Here’s the response from our scientist who developed the algorithm underlying ancestry painting: “There’s no case that I’ve seen where 9% Asian ancestry does not indicate genuine East Asian or Native American ancestry. I’ve looked at order thousands of individuals of known ancestry, that approximately cover the gamut of human diversity. Thus I would regard 9% as a reliable indication of East Asian or Native American ancestry. That said, 9% is close to the threshold above which the following statement can be made, so it is still theoretically possible, albeit very unlikely, that the prediction is not true.
If that is so, and then you add to that the extra uncertainty due to “parental privilege” what are we talking about here as potential error for non-privileged populations? 10%? 15%? More? In some cases that falls with the errors bars provided by companies like AncestryDNA!
Now, of course, there really is some (modern, historical) admixture in Europe, higher in some regions than in others. But the amount of real admixture is much lower than what would suppose from looking at commercially available ancestry testing that inflates admixture for the reasons explained above – an inflation that, by some happy coincidence, just so happens to be compatible with the leftist political views of the companies, their founders, and their employees.
While single locus markers are absolutely useless on an individual basis, they do have some utility for populations, with results averaged out over large sample sizes. Such data suggest that real admixture in Europe tops out at about 5%. And much of that is non-European Caucasian or Central Asian. More divergent sub-Saharan African or East Asian admixture is going to be significantly less than 5%.

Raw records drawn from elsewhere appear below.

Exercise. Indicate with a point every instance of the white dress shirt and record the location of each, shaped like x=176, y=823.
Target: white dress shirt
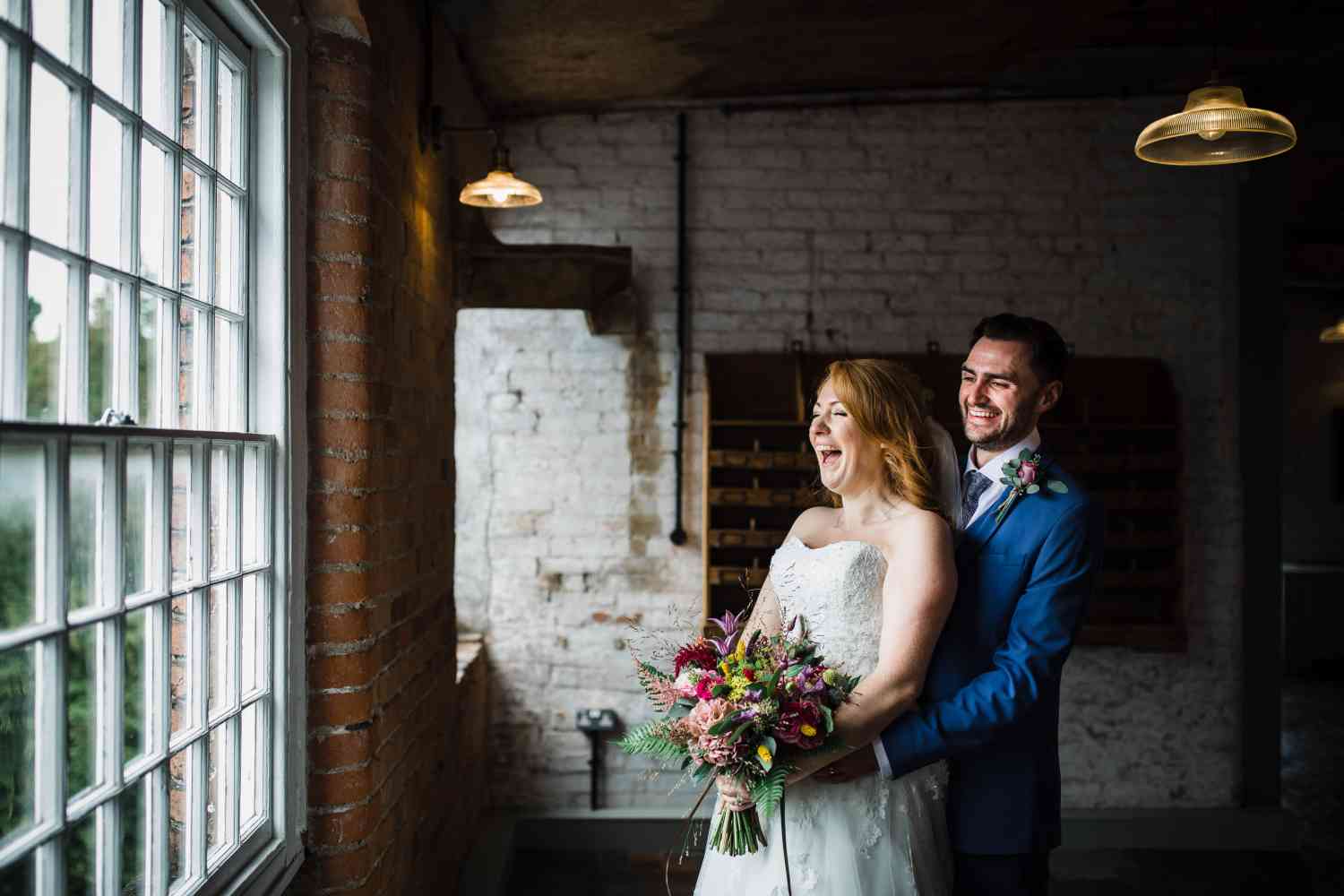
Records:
x=994, y=469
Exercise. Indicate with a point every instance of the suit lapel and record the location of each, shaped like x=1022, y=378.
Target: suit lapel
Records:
x=986, y=525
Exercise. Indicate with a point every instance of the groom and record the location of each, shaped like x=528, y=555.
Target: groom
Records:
x=991, y=697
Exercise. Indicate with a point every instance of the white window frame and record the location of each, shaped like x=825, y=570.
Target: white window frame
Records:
x=268, y=410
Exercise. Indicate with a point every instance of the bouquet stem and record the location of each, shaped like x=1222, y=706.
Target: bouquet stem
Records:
x=738, y=833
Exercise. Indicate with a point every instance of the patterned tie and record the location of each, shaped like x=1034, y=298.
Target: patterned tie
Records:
x=972, y=487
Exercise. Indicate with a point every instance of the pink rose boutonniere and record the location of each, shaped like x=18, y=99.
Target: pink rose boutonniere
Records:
x=1023, y=476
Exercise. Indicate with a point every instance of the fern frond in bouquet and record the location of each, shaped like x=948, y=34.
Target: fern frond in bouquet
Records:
x=742, y=708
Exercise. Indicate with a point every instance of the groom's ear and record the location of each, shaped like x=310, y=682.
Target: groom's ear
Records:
x=1050, y=395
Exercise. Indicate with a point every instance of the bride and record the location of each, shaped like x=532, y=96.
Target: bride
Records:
x=875, y=579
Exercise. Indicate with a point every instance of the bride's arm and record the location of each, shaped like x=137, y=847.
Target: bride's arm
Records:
x=916, y=599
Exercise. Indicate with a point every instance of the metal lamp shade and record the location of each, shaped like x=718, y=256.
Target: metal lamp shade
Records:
x=500, y=188
x=1217, y=128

So, in the end, the real reason why something like the post linked here is essentially correct is that the typical “movement” activist is too stupid to understand all of the points made in my post that you are currently reading here at EGI Notes. Even when the companies themselves admit that “parental privilege” is real, even when the companies admit the fairly large statistical error, and even when confronted with the obvious logic that someone essentially compared to themselves is going to be, by necessity, ”pure,” the Nutzi retards still won’t get it. Or, maybe it is not that they are too stupid, but that they lack the incentive. After all, those who benefit from affirmative action rarely criticize the program; the same applies to “parental privilege.” Let some testing company start using, say, Sardinians as the reference population to define “European,” and all the Nutzis suddenly start getting “exotic mixture,” and I’m sure they’ll all cry bloody murder. All of a sudden, everything written here, and all the open admissions of the companies themselves, will become crystal clear and acceptable.